Under Item 402(v), TSR is calculated on the same cumulative basis as is used in Item 201(e) of Regulation S-K. Both TSR and peer group TSR should be calculated based on a fixed investment of one hundred dollars at the measurement point.

Companies are required to disclose weighted peer group TSR (weighted according to companies’ stock market capitalization at the beginning of each period for which a return is indicated), using either the same peer group used for purposes of Item 201(e) or a peer group used in the Compensation Discussion and Analysis for purposes of disclosing their compensation benchmarking practices. 

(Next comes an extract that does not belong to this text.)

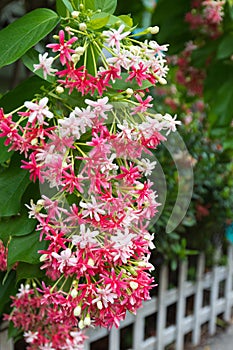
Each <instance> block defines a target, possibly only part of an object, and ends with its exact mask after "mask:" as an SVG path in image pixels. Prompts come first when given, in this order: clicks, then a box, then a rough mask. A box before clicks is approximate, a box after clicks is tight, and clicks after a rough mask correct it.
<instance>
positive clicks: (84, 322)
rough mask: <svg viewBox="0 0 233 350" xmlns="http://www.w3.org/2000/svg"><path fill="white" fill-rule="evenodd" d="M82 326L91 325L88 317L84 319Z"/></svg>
mask: <svg viewBox="0 0 233 350" xmlns="http://www.w3.org/2000/svg"><path fill="white" fill-rule="evenodd" d="M83 324H84V326H90V324H91V318H90V315H87V316H86V317H85V318H84V320H83Z"/></svg>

Tabular list of the company’s “most important” performance measures

Companies are required to provide a list of three to seven of their “most important” financial performance measures used to link executive compensation actually paid during the fiscal year to company performance (“Tabular List”) and are permitted to include non-financial performance measures in the Tabular List if such measures are among their most important performance measures. The determination of a company’s “most important” financial performance measures is made on the basis of the most recently completed fiscal year.

Companies may disclose the Tabular List in (a) one list including all NEOs; (b) two lists, with one for the PEO and one for all other NEOs; or (c) separate lists for each NEO. SRCs are not required to include a Tabular List.

Company-Selected Measure

The Company-Selected Measure must be a financial performance measure included in the Tabular List, representing the most important performance measure not otherwise disclosed under Item 402(v) by the company. If the company’s “most important” measure is already included in the tabular disclosure, the company should select its next-most important measure as its Company-Selected Measure.

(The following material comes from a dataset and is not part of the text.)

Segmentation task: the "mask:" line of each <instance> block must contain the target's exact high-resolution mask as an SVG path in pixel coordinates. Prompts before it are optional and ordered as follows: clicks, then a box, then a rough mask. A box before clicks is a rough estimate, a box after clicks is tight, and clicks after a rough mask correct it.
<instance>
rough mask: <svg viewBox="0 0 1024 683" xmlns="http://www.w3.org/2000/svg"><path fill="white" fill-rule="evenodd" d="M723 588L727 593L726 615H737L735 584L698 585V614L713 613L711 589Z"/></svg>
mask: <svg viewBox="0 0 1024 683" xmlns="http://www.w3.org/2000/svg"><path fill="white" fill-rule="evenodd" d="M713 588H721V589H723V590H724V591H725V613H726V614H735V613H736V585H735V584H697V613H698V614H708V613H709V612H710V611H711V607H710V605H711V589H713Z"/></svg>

In choosing their Company-Selected Measures, companies must determine which financial performance measure is most important in the same manner in which they determined which most important financial measures to include in their Tabular Lists. Tabular disclosure will include the numerically quantifiable performance of companies under their Company-Selected Measures for each covered fiscal year.

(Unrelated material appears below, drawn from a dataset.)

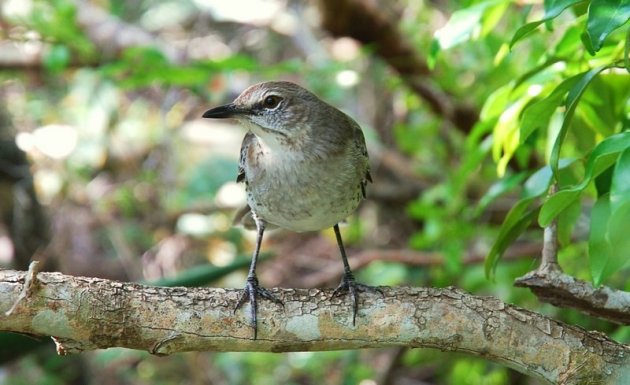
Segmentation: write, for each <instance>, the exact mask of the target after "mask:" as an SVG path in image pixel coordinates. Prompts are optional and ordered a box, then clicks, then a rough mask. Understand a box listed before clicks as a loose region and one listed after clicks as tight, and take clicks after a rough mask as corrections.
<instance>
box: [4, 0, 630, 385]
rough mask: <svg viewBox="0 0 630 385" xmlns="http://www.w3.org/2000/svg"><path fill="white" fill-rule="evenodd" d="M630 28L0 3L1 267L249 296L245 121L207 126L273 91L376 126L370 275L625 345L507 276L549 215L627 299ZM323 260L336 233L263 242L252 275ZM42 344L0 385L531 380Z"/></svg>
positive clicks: (421, 382) (445, 372) (416, 352)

Company-Selected Measures, or additional measures included in the tabular disclosure, may be non-GAAP financial measures.

Permitted additional pay-versus-performance disclosures

Companies are permitted to provide additional pay-versus-performance information beyond what is required by Item 402(v) including additional compensation and performance measures, or additional years of data, so long as doing so would not be misleading and would not obscure the required information. Any supplemental disclosures must be clearly identified as supplemental, not misleading, and not presented with greater prominence than the required disclosure.

Timing of compliance

Companies must begin to comply with the new disclosure requirements in proxy and information statements under Item 402(v) for fiscal years ending on or after December 16, 2022. In light of the new rules and disclosure requirements thereunder, companies should begin compiling the necessary data and financial measures required to be disclosed under Item 402(v) in advance of the 2023 proxy statement.

Allyson Coyne is an associate in Thompson Coburn’s Corporate Finance & Securities practice.

[1] The rules are slightly less onerous for smaller reporting companies (“SRCs”). Specifically, notwithstanding the general five-year disclosure requirement, SRCs must provide the information only for the last two fiscal years in the year in which they first provide the disclosure, and thereafter they must provide the information only for the last three fiscal years.  Also, an SRC is not required to disclose the TSR of its peer group ((g) in the table) or a Company-Selected Measure ((i) in the table).